= Limerick (song) =

Drinking song

"Limerick" is a traditional humorous drinking song with many obscene verses. The tune usually used for sung limericks is traditionally "Cielito Lindo", with the words arranged in the form of a limerick.

==Recorded versions==
- The Limerick Song has been commercially recorded many times. The earliest version of limericks being sung is 1905 under the title Fol-The-Rol-Lol as sung by Edward M. Favor on an Edison record. The earliest date for limericks being sung to the "Gay Caballero" tune is May 11, 1931 on the recording titled Rhymes sung by Jack Hylton which was issued on Decca records. Beginning in the 1980s Australian stand-up comedian Rodney Rude would sing extremely crude limericks.

==Printed versions==
The earliest printed date for limericks being sung is 1928 in the book A Collection of Sea Songs and Ditties from the Stores of Tom E. Jones. Since many of the verses used for this song are bawdy the song tended to get issued in rare, underground mimeographed songbooks. Some of these are (in chronological order):

- 1934. Leech.

==Variant choruses==

There are several different choruses for this song. One of the most popular in the United States of America is sung to the tune of the traditional Mexican song, "Cielito Lindo" and usually goes like this:

I-Yi-Yi-Yi,
In China, they never eat chili
So here comes another verse worse than the other verse
So waltz me around again, Willie.

Or, alternatively:
I-Yi-Yi-Yi,
In China, they do it for chili
So let's get a verse that's worse than the other verse
And waltz me around by my willie.

Sometimes, the second line of the chorus is varied from chorus to chorus, while the rest remains the same.

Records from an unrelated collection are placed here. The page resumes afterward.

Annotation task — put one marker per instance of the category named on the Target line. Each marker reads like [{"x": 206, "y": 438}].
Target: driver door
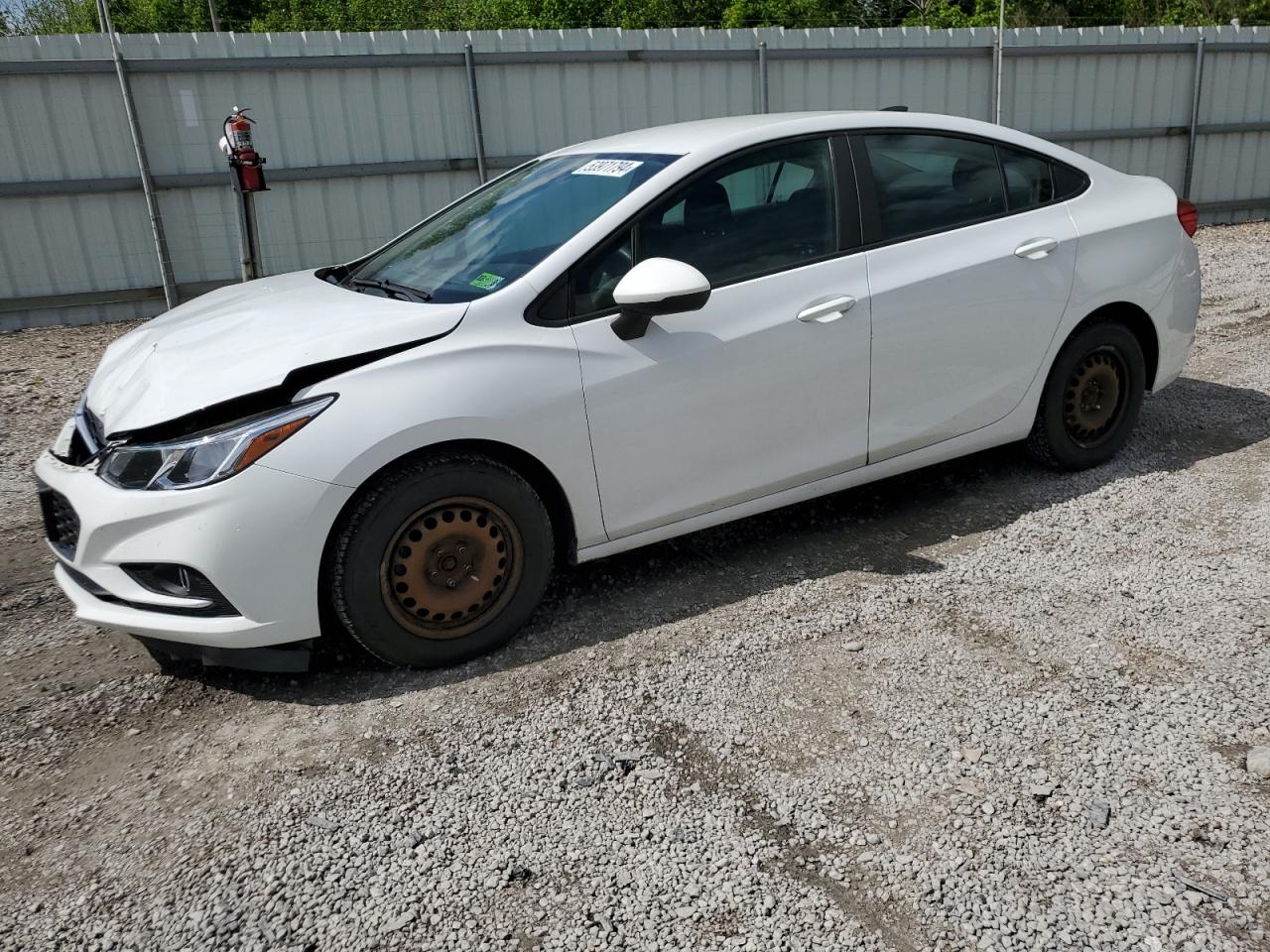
[{"x": 763, "y": 389}]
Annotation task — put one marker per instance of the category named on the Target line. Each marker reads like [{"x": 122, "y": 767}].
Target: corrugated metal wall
[{"x": 368, "y": 132}]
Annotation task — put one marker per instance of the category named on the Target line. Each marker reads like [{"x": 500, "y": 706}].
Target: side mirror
[{"x": 656, "y": 287}]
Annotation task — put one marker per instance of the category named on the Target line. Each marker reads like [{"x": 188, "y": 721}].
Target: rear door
[
  {"x": 970, "y": 271},
  {"x": 763, "y": 389}
]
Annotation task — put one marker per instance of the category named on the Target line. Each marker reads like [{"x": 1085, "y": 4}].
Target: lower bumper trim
[{"x": 284, "y": 658}]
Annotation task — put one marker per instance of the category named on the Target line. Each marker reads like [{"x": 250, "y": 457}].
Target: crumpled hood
[{"x": 245, "y": 338}]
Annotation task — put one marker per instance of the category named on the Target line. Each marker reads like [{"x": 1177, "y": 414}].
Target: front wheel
[
  {"x": 441, "y": 561},
  {"x": 1091, "y": 399}
]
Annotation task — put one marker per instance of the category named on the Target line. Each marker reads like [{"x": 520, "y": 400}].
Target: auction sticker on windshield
[
  {"x": 485, "y": 281},
  {"x": 611, "y": 168}
]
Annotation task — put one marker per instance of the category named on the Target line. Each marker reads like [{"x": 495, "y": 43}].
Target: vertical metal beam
[
  {"x": 998, "y": 63},
  {"x": 148, "y": 185},
  {"x": 470, "y": 61},
  {"x": 762, "y": 76},
  {"x": 1194, "y": 130}
]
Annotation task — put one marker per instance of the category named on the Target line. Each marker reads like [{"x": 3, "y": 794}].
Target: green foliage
[{"x": 181, "y": 16}]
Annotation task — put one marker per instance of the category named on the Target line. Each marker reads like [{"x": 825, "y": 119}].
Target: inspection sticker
[
  {"x": 608, "y": 168},
  {"x": 485, "y": 281}
]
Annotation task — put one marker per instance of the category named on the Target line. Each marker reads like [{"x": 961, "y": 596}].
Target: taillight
[{"x": 1188, "y": 214}]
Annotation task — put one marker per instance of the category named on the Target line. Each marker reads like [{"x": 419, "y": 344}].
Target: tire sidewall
[
  {"x": 1064, "y": 447},
  {"x": 356, "y": 576}
]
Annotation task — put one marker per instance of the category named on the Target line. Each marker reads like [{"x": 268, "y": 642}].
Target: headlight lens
[{"x": 209, "y": 456}]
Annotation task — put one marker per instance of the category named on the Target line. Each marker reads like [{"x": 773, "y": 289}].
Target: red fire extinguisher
[{"x": 246, "y": 163}]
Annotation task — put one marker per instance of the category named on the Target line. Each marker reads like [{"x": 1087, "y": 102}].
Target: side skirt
[{"x": 1014, "y": 426}]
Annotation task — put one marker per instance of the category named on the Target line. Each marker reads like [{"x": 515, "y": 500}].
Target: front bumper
[{"x": 257, "y": 536}]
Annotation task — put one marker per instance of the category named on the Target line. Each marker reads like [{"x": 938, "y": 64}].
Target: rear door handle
[
  {"x": 1035, "y": 249},
  {"x": 826, "y": 311}
]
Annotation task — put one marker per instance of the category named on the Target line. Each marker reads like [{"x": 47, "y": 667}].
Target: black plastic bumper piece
[{"x": 290, "y": 657}]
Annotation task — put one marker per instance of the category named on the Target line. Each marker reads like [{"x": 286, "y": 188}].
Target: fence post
[
  {"x": 474, "y": 100},
  {"x": 998, "y": 60},
  {"x": 1194, "y": 130},
  {"x": 762, "y": 76},
  {"x": 139, "y": 146}
]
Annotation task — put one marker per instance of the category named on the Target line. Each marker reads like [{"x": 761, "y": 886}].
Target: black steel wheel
[
  {"x": 1091, "y": 400},
  {"x": 440, "y": 561}
]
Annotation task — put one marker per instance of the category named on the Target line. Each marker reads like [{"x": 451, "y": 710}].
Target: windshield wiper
[{"x": 403, "y": 293}]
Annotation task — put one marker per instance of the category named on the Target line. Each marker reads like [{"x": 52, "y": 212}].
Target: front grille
[
  {"x": 213, "y": 611},
  {"x": 62, "y": 522}
]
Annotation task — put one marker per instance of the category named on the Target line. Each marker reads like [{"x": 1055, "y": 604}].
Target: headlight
[{"x": 208, "y": 456}]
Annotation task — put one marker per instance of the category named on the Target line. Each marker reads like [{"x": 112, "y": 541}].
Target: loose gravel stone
[{"x": 1259, "y": 762}]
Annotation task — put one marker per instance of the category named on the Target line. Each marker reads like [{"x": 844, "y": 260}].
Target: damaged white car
[{"x": 613, "y": 344}]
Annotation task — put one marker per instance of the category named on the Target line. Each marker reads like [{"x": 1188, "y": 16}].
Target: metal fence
[{"x": 368, "y": 132}]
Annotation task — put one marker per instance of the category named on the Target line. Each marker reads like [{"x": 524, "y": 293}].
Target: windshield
[{"x": 497, "y": 234}]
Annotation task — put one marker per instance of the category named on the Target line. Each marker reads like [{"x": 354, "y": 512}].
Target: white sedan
[{"x": 617, "y": 343}]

When the song is sung in a group, the line may be left open for someone to shout a joke line, then the group finishes the chorus together.

I-Yi-Yi-Yi,
My sister's in love with a carrot...

Another chorus, to an unknown tune, is also not uncommon in the UK:

That was a cute little rhyme
Sing us another one, do--oo--

A less commonly reported chorus goes:

Sweet Violets, sweeter than all the roses,
Covered all over from head to toe,
Covered all over with [shit]

In the children's rendition of this song, the chorus goes:

Ay-yi-yi-yi,
In China they never grow chili (chilly)
So sing one more verse
that's worse than the first
Be sure that it's foolish and silly.

==Lyrics==
The lyrics for the Limerick Song are usually ribald and sometimes original. Here are some from the public domain book Sea Songs and Ditties:

There was a young lady named Lou
who said as the parson withdrew--
"Now the Vicar is quicker,
And thicker, and slicker,
And two inches longer than you.

Chorus:

That was a cute little rhyme
Sing us another one, do--oo--

chorus

Here's to old king Montezuma
For fun he buggered a puma
The puma one day
Bit both balls away
An example of animal humor.

There is a version of this song which is rendered for children. Three verses are as follows:

A canner exceedingly canny
One morning remarked to his granny
A canner can can
Anything that he can
But a canner can't can a can, can he?

A tutor who tooted the flute
Tried to tutor two Tudors to toot
Said the two to the tutor
Is it tougher to toot, or
To tutor two Tudors to toot?

(in order for line c to rhyme with line d, "to toot, or" is said quickly in order to sound like "to tutor")

A flea and a fly in a flue,
Were stuck there, so what could they do?
Said the fly, "Let us flee!",
Said the flea, "Let us fly!",
So they flew through a flaw in the flue.